GYPSUM PACKET CO. v. HORTON.
(District Court, S. D. New York.
June 6, 1895.)
Pilots — Unknown Obstruction — Failure of Proof.
The keel of the G. P. while being to.wed through the middle channel in Hell Gate rubbed some object unknown. Subsequent examination of the bottom showed no obstruction in the location where the libelant’s evidence placed the course of the G. P. Held, that the evidence failed to show any negligence or lack of nautical skill in the pilot, and the libel was dismissed without costs.
This was a libel by the Gypsum Packet Company against George W. Horton to recover damages occasioned to the keel of the schooner Gypsum Princess by striking' some object in Hell Gate while under pilotage of the respondent.
Wing, Putnam & Burlinghain, for libelant.
George A. Black, for respondent.
[MAJORITY — BROWN, District Judge.]
BROWN, District Judge.
The libel was hied to recover damages for the alleged negligence of the respondent as pilot on board the schooner Gypsum Princess, in causing her to strike the bottom and injure her keel while going down middle channel in Hell Gate in the ebb tide, at about quarter past 6 of July 3, 1891, while in tow of the tug W. J. Kennedy, on a hawser of 75 fathoms. The tide was about two-thirds ebb.
The draft of the schooner was 19 feet, 6 inches. The chart shows a reasonable channel-way of 19 feet depth at low water. At the time when the schooner went through this channel, there should have been, considering the wind, weather, and the tide, at least 2 feet in addition, or 18 inches more than the draft of the schooner. The schooner rubbed upon something so as to be plainly felt by all on board, but her way was not checked. A subsequent resurvey, made under government inspection, two or three weeks afterwards, showed nothing with which the schooner should have come in contact. The respondent is unable to give any other explanation than that there was some temporary obstruction as from portions of sunken wrecks, which are frequently in that vicinity and are carried off in the changes of the tide.

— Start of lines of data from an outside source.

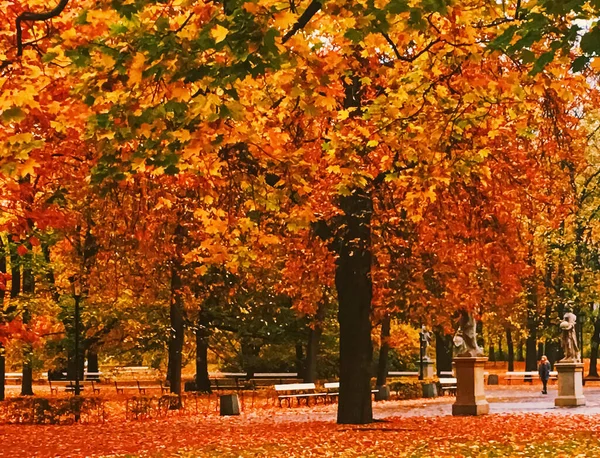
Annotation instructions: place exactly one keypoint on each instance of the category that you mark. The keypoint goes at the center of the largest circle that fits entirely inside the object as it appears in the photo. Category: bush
(143, 407)
(407, 388)
(39, 410)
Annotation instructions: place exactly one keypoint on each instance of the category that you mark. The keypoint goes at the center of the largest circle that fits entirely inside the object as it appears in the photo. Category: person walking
(544, 371)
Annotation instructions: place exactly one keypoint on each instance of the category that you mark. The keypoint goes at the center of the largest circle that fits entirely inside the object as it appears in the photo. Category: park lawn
(297, 436)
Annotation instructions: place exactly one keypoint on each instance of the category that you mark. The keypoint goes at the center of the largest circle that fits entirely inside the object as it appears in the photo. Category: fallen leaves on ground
(271, 435)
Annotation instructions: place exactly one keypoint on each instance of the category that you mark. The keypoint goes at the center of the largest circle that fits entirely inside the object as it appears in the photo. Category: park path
(519, 407)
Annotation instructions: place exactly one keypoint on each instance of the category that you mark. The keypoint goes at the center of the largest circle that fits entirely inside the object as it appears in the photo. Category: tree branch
(33, 17)
(312, 9)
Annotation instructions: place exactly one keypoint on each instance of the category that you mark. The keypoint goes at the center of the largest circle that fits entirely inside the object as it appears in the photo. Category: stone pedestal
(382, 393)
(229, 404)
(429, 390)
(428, 368)
(570, 384)
(470, 393)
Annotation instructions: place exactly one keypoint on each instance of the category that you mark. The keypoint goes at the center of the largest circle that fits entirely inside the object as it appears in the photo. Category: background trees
(232, 171)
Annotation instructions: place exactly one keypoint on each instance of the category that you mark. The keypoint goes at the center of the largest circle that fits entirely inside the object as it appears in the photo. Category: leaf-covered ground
(265, 435)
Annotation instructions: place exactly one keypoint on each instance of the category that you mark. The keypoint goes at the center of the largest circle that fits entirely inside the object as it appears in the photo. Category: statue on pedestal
(425, 337)
(465, 340)
(569, 339)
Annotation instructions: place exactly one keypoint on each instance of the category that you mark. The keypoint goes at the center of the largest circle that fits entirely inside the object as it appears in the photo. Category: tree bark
(492, 351)
(28, 290)
(531, 348)
(594, 353)
(354, 288)
(202, 336)
(500, 350)
(384, 350)
(2, 294)
(511, 350)
(314, 337)
(93, 366)
(176, 335)
(443, 352)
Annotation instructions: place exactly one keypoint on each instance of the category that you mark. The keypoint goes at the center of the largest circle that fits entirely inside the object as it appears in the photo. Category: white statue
(465, 340)
(569, 338)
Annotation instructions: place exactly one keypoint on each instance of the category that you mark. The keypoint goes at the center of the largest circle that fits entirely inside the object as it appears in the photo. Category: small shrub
(406, 388)
(53, 411)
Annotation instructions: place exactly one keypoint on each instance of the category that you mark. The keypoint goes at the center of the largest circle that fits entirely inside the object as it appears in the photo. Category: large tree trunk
(443, 352)
(595, 340)
(384, 349)
(510, 345)
(355, 289)
(176, 335)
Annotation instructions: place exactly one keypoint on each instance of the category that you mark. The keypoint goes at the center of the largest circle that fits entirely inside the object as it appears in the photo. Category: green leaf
(579, 64)
(590, 42)
(542, 61)
(353, 35)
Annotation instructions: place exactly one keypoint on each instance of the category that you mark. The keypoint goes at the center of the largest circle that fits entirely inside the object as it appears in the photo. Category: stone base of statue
(470, 393)
(382, 393)
(428, 368)
(570, 384)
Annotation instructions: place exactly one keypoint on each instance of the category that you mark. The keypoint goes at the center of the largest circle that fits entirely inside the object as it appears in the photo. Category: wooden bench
(140, 385)
(13, 378)
(448, 385)
(225, 384)
(332, 389)
(528, 376)
(403, 374)
(298, 391)
(69, 385)
(144, 385)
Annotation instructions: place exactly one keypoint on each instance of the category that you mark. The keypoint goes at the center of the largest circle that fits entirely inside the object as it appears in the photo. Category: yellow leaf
(219, 33)
(284, 20)
(28, 167)
(343, 114)
(137, 66)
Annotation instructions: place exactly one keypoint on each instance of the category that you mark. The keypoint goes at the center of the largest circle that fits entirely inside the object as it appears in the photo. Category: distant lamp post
(422, 347)
(76, 290)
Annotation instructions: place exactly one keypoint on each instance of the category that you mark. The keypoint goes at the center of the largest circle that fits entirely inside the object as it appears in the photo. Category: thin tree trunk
(511, 350)
(2, 294)
(202, 336)
(531, 349)
(492, 352)
(314, 337)
(594, 354)
(355, 290)
(500, 350)
(384, 349)
(299, 363)
(443, 352)
(15, 271)
(28, 290)
(177, 324)
(93, 366)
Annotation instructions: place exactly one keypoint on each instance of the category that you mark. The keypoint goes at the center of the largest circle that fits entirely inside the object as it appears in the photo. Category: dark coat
(544, 371)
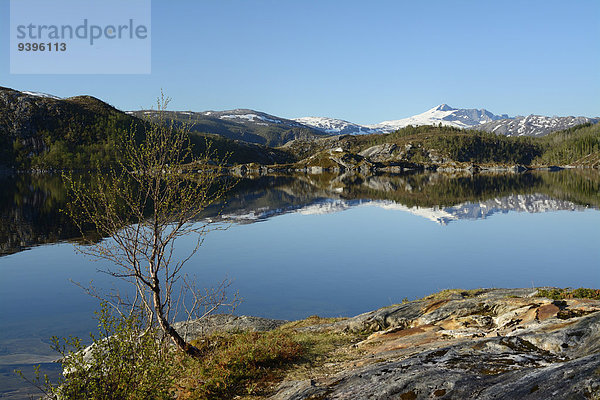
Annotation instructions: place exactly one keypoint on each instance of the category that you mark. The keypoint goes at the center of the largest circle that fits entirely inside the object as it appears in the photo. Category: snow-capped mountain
(533, 125)
(466, 118)
(442, 114)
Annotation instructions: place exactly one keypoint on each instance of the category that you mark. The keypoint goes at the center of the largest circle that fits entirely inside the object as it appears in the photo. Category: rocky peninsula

A pilot is in no sense an insurer. His contract of pilotage imports only acquaintance with the channel in its ordinary condition, and nautical skill in avoiding all known obstructions. Had the schooner in this case been shown to have struck any known obstruction, or to have been in an improper part of the channel-way, the case against the respondent might be considered sufficiently made out. But the libelant’s testimony here fails to show anything of that kind. What was struck or rubbed is not known; not only is there no evidence, presumptive or otherwise, that it was the bottom, or any known obstruction that was struck, but the evidence indicates the contrary. For the only points that are indicated upon the government chart, or in the resurvev, where any contact could have been had with the natural bottom are much nearer to Mill Rock than any of the libelant’s witnesses place the course of this vessel. Ia other words, there is an entire failure of proof to show that the schooner was in any improper part of the channel, or to show' with what objects the vessel came in contact, or where such objects were, or that there were any known obstructions, or dangers, in the course actually taken by the vessel.
For these reasons, I must find that the burden of proof incumbent on the libelant in-such a case as this, is not sustained, and that the libel should, therefore, be dismissed, but without costs.